With the exception of Chapter Eleven, where the major addresses of Washington’s presidency are brought together, the materials here are presented in a straightforwardly chronological order. Critical apparatus has been held to an absolute minimum in this collection. This work is designed to be a tool of general information rather than a tool of critical study. While this work has been thoroughly checked to conform to the most recent critical judgments, readers seeking a tool of critical analysis should consult the multivolume Papers of George Washington in progress under the editorship of W. W. Abbot at the University of Virginia Press.
The reader will note bracketed words and phrases in the text. Except in the discarded inaugural, these are Fitzpatrick’s, used to indicate that portions of the text have been crossed out, mutilated, or left out inadvertently by Washington or an aide to whom he dictated his words. Brackets sometimes enclose words that Fitzpatrick provides to fill the gap, sometimes enclose variant wordings, and sometimes indicate that the handwriting has suddenly shifted to that of another person. In the discarded inaugural, brackets have been inserted by the present editor to indicate similar textual conditions.

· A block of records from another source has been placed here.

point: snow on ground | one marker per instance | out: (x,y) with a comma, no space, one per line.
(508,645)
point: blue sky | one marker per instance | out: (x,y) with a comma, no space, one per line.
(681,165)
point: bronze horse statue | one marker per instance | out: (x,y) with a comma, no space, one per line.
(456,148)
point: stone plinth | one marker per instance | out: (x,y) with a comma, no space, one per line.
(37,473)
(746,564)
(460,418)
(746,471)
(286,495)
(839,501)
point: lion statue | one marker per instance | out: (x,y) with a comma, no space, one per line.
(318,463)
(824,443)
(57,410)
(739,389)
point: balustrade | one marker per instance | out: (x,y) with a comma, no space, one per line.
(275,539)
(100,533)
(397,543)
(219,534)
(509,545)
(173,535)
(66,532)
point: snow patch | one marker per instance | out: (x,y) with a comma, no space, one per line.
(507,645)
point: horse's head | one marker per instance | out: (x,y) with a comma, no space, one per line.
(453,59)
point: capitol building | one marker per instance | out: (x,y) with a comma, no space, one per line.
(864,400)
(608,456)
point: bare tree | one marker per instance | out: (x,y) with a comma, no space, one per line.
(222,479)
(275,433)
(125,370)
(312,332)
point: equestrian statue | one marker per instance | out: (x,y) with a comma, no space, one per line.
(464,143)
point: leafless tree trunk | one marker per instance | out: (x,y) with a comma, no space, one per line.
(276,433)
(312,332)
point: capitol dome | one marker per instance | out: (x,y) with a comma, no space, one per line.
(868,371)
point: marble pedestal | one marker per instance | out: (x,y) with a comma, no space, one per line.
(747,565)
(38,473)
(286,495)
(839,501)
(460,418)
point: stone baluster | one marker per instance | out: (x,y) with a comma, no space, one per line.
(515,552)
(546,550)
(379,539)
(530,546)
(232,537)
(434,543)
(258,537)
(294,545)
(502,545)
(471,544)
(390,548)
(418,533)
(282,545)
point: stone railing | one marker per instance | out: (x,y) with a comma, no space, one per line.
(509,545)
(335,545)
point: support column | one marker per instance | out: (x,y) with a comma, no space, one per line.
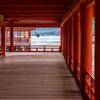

Modernization of spelling and grammar were applied inconsistently in Fitzpatrick. However, because it remains the most complete collection of Washington’s writings published to date, we have adhered to Fitzpatrick. Changes have been introduced only in those very few cases where it is conceived that meaning would otherwise be lost. Of course, materials reprinted from other sources have not been forced to conform to the Fitzpatrick standard.